Subcutaneous abscess: as the name implies, subcutaneous abscess refers to the collection of pus within the dermis or subcutaneous tissue which may be due to bacterial infection. The region becomes swollen, soft with a translucent fluid, present under the skin.
This condition often presents a painless symptom as the beginning but gradually becomes worse most especially if it occurs around the joint where there is an active movement of bones.
Causes of subcutaneous abscess
The Staphylococcus aureus has been known as the chief causative organism of subcutaneous abscess. As captured above, the abscess may be as a result of bacterial infection which occur when bacteria enter the body either by secondary infection or hair follicle
Unfortunately, the following people are more at risk of bacterial infection
- In close contact with a person with staph bacteria
- A diabetes patient – the condition would have weakened the immune system
- Poor hygiene practices
Infected hair follicles, or folliculitis, may cause abscesses to form in the follicle. Follicles can become infected if the hair within the follicle is trapped and unable to break through the skin, as can happen after shaving.
Folliculitis may also occur after spending time in an inadequately chlorinated pool or hot tub.

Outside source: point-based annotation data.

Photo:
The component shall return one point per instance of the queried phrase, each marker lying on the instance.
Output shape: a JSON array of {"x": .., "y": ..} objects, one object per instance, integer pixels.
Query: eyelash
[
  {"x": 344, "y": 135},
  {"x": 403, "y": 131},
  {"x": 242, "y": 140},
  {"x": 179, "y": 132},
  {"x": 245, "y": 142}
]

Symptoms of subcutaneous abscess
An abscess often appears as a bump on the skin, similar to a pimple. However, it can grow over time and resemble a cyst filled with fluid. Depending on the cause of the abscess, other symptoms may also be present. These symptoms may include:
- lesions on the skin
- inflamed skin
- fluid drainage from the abscess
The area around the abscess may also feel painful and warm to the touch.
Related complications of a subcutaneous abscess
In some cases, an abscess may cause serious complications. These may include:
- The spread of the infection, potentially to the brain or spinal cord
- Blood poisoning, or sepsis
- Endocarditis, which is an infection of the inner lining of the heart
- The development of new abscesses
- Tissue death in the area of the abscess, such as gangrene
- An acute bone infection, or osteomyelitis
Possible treatments for subcutaneous abscess
The treatment can be broadly divided into two, meanwhile, the present state of the condition spelled clearly the most suitable approach.
- Home treatment options
This is also be advised to do if the situation is still mild, it involves the application of heat to the region in order for the swollen to shrink and possibly heal up.

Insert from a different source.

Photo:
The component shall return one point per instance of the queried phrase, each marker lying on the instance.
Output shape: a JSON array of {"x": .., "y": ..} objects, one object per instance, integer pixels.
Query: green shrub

This is only done by a medical expert; it involves draining the fluid medically after ensuring that the process has a negligible chance of giving rise to a secondary infection. You are strongly counseled to visit our hospital if need be for drainage so as to avoid avoidable complications.
The use of potent antibiotics in treating severe cases of subcutaneous abscesses have also been of tremendous gain, this method is mostly used if the abscess occurs:
- on the face, which has a higher risk of causing complications
- as cellulitis
- as a multiple abscesses (more than one abscesses)
- under a compromised immune system
Preventive means of subcutaneous abscess
As they say, prevention is better than cure, therefore, it necessary to geared efforts towards avoiding the infection as much as we can. The following may be done to safe stay of subcutaneous abscess:
- Regular and frequent hand washing
- Clean all cuts and scrapes, even small ones, with soap and water and apply an OTC antibacterial ointment.
- Keep your cuts and wounds bandaged.